Di questo sporcarsi le mani è, infine, esempio preclaro proprio il brano che segue, e lo è fin dall’attribuzione autoriale: Vival-Drix, ovvero l’incontro fra Antonio Vivaldi e Jimi Hendrix. “Tutto nasce ovviamente dal celebre Concerto per due violoncelli di Vivaldi, e dal fatto che, nel
trascriverlo per i soli celli, ho incontrato qualche difficoltà, sia per la complessità di certi passaggi nel basso, sia ovviamente per i problemi legati all’estensione della parte dei violini. Così ho ridistribuito tutte le parti tra i celli cercando di mantenere quella ricchezza, al punto che due li ho utilizzati solo in pizzicato, quasi fossero dei chitarroni. La scrittura vivaldiana, poi, ha un certo sapore rock: sincopata, ritmicamente molto incalzante, vitale nel suo scorrere. Ed ecco che, in prova, giocando con le note, mi sono accorto di una certa vicinanza tra Vivaldi ed Hendrix.

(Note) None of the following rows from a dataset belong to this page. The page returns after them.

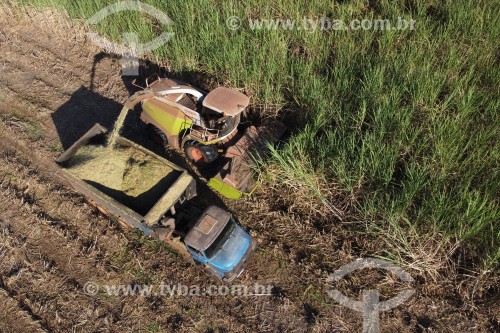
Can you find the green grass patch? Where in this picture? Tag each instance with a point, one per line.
(406, 120)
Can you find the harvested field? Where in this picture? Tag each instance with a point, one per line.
(52, 243)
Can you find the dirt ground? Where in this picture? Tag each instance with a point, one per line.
(54, 85)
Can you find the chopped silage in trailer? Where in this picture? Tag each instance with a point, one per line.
(131, 177)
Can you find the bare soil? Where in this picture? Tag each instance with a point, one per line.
(54, 86)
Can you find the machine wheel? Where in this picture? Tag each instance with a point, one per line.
(157, 135)
(200, 153)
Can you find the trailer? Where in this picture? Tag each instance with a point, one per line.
(144, 191)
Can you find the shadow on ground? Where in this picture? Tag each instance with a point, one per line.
(85, 108)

È stato allora quasi automatico creare una sorta di dissolvenza incrociata nel finale e passare fluidamente dall’uno all’altro
”.
Il concerto si concluderà sulle note del più celebre fra i lavori di Sollima, "Violoncelles, vibrez!": “L’ho composto molti anni fa, e quando ho finito di scriverlo per la verità non mi sembrava granché. Evidentemente mi sbagliavo, tant’è che sono tornato ad inciderlo anche ora, nel mio nuovo cd per la Sony”.